Treatment and support for dissociative identity disorder
While there is no known ‘cure’ for DID, treatment and support for DID is available, including psychotherapy. It can take a long time to figure out the right treatment, but there can be significant benefits. For many people, the aim is to achieve a state of ‘resolution’ where Alters co-exist harmoniously without impacting the person’s goals and coping, or to have better control over switching.
People with DID should try to see a mental health professional with experience with dissociation and trauma-informed care. It might take time to find the right mental health professional, but it is important to persevere and explore options.
Treatment for DID is usually long-term and involves stages4:
- The first stage focuses on stabilising symptoms and ensuring safety.
- The second stage involves processing traumatic memories and working with trauma-based unhelpful beliefs.
- The third stage focuses on life issues, goals, and supporting healthy relationships.
Treatment can help people with DID cope with symptoms, but can also help in other ways. For example, treatment can help people manage their emotions, improve relationships and a sense of connection, cope with stress, manage work or study, and more.
While there is no medication that can treat dissociative disorders themselves, medications may be prescribed for associated depression, anxiety or other health issues.
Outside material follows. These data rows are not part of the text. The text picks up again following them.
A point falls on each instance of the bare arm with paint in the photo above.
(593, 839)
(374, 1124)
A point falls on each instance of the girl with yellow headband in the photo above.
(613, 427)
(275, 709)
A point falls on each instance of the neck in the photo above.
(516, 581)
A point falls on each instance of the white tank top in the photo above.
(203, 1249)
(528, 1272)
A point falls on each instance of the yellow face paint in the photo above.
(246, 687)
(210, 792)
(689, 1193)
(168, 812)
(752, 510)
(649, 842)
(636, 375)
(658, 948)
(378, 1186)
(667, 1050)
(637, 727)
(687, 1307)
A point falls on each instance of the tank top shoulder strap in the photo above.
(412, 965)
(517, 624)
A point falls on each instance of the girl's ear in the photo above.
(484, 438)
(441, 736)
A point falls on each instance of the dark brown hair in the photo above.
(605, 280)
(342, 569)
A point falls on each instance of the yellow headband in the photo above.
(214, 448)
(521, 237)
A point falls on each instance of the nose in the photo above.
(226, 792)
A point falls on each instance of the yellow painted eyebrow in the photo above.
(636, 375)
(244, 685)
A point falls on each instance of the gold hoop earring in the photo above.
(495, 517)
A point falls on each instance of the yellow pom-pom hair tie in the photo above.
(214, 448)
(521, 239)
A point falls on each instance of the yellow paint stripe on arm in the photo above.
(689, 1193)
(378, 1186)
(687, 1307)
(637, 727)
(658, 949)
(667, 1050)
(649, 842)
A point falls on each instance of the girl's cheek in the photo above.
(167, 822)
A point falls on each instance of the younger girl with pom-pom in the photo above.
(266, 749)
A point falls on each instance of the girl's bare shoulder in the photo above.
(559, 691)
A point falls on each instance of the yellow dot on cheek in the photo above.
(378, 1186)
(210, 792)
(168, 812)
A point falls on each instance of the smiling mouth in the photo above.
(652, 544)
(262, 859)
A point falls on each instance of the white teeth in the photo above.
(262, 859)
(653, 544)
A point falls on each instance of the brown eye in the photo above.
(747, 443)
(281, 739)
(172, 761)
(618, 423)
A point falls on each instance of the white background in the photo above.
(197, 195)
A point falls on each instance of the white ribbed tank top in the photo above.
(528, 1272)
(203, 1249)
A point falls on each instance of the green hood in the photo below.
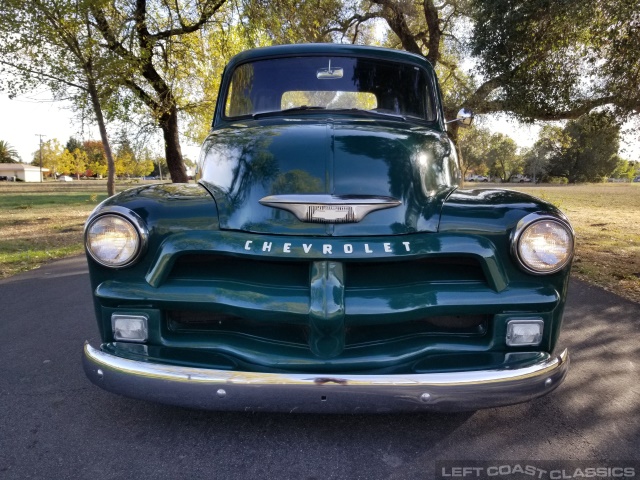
(245, 162)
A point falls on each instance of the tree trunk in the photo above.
(97, 108)
(172, 150)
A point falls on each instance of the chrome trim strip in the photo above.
(235, 390)
(524, 223)
(329, 208)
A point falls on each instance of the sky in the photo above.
(24, 118)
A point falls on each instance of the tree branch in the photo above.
(208, 10)
(49, 76)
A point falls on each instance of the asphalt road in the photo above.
(54, 424)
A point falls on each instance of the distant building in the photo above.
(20, 171)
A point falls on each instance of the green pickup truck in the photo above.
(327, 259)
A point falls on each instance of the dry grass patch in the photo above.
(42, 224)
(606, 218)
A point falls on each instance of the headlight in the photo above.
(542, 244)
(114, 240)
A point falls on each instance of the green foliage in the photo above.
(474, 145)
(503, 158)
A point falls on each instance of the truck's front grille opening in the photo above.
(450, 326)
(210, 324)
(206, 325)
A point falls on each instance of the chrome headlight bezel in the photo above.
(134, 220)
(529, 221)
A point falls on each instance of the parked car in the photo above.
(477, 178)
(327, 259)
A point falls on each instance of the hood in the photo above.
(412, 167)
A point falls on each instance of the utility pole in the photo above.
(40, 135)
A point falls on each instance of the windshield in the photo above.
(312, 83)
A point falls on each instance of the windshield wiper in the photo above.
(301, 108)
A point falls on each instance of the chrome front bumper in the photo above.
(282, 392)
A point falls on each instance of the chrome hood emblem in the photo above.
(329, 208)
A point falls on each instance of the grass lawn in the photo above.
(606, 218)
(41, 222)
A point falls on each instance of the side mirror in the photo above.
(464, 118)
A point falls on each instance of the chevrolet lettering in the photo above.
(328, 258)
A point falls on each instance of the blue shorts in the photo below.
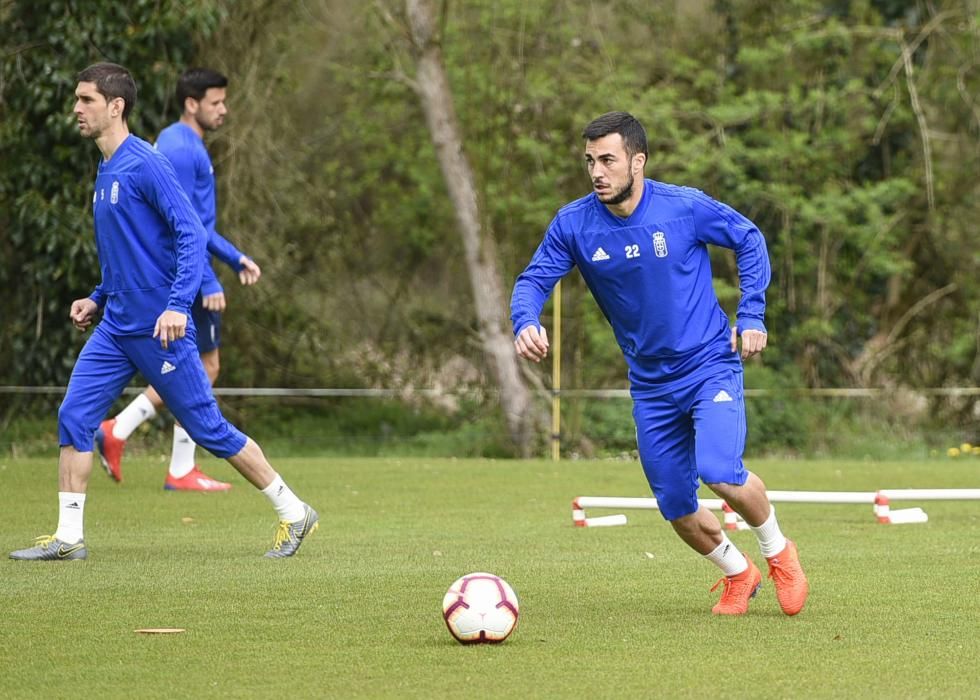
(696, 433)
(108, 362)
(208, 325)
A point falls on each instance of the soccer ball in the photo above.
(480, 608)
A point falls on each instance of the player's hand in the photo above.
(171, 326)
(82, 312)
(251, 273)
(532, 343)
(753, 342)
(214, 302)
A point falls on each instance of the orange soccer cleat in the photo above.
(790, 581)
(195, 480)
(738, 589)
(110, 449)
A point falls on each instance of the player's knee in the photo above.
(212, 364)
(72, 429)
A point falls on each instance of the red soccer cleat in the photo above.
(786, 573)
(195, 480)
(110, 449)
(738, 590)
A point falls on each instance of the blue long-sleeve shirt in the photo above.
(192, 162)
(150, 240)
(650, 274)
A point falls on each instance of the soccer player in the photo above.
(151, 251)
(201, 93)
(641, 247)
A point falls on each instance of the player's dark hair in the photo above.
(194, 82)
(112, 81)
(622, 123)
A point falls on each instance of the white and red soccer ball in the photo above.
(480, 608)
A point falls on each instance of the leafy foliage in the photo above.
(848, 131)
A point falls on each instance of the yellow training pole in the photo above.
(556, 377)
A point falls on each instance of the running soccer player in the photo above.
(201, 92)
(641, 247)
(151, 251)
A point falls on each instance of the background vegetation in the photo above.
(848, 130)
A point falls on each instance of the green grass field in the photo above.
(605, 612)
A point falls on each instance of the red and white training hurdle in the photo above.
(880, 500)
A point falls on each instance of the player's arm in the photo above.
(720, 224)
(165, 194)
(219, 246)
(550, 262)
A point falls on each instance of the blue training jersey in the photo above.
(650, 274)
(150, 240)
(192, 162)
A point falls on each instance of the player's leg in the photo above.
(665, 442)
(184, 474)
(101, 372)
(719, 417)
(188, 394)
(111, 436)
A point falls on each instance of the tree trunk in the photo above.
(432, 86)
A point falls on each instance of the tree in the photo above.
(433, 90)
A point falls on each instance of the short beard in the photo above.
(619, 197)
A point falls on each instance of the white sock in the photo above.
(727, 557)
(71, 510)
(139, 409)
(287, 505)
(182, 456)
(771, 539)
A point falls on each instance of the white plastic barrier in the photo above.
(881, 501)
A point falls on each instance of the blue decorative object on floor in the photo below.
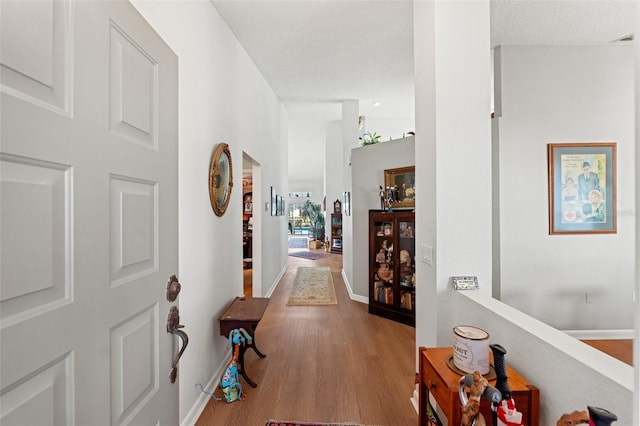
(298, 242)
(308, 254)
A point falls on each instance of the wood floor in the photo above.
(332, 363)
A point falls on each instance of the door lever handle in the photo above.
(173, 327)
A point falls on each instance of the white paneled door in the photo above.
(89, 216)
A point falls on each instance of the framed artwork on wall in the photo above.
(582, 188)
(274, 205)
(400, 183)
(346, 203)
(280, 205)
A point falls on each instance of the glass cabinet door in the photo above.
(384, 262)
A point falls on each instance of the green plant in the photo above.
(312, 213)
(370, 138)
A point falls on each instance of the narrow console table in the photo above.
(244, 312)
(437, 378)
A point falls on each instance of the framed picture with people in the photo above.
(582, 188)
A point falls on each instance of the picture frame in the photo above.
(247, 202)
(465, 283)
(274, 205)
(280, 204)
(346, 202)
(220, 178)
(582, 188)
(402, 182)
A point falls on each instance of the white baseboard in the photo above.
(201, 402)
(352, 295)
(600, 334)
(415, 399)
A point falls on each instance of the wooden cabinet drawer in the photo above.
(442, 382)
(437, 386)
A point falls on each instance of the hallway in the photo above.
(324, 363)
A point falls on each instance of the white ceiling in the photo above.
(315, 54)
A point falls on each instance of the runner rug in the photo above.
(308, 254)
(288, 423)
(312, 286)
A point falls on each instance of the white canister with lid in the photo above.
(471, 349)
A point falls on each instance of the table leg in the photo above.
(255, 348)
(243, 349)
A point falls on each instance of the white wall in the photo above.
(306, 156)
(368, 164)
(390, 127)
(222, 98)
(569, 374)
(335, 183)
(453, 157)
(564, 94)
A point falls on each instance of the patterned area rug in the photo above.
(308, 254)
(298, 242)
(312, 286)
(289, 423)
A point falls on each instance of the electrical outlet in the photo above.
(427, 254)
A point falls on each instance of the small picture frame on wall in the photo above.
(280, 205)
(582, 188)
(274, 201)
(401, 187)
(346, 203)
(465, 283)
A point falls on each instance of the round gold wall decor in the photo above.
(220, 178)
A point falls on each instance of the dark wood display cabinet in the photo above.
(392, 265)
(336, 233)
Supporting someone with dissociative identity disorder
If someone you love has been diagnosed with DID, you may feel overwhelmed and confused.
It can help to educate yourself as much as possible about DID. It’s a great idea to look up information, Forums and other support groups relating to DID. Talk to a mental health professional to get accurate information and to voice your concerns.
Treatment for DID involves revisiting past traumatic experiences, which may be upsetting for friends and family. Make sure you look after yourself, and seek help to look after your own mental health.
Self-help strategies include:
- Make time to regularly do things you enjoy, either alone or with friends.
- Talk to people you trust about how you feel. Ask a health professional or contact SANE’s free counselling support for details of support groups and other services for family carers in your local area.
- Try to focus on the things that you can control, not on the things outside of your control. It’s okay to not know what to do or what to say.
Living with DID can be challenging, but with support a full and meaningful life is possible.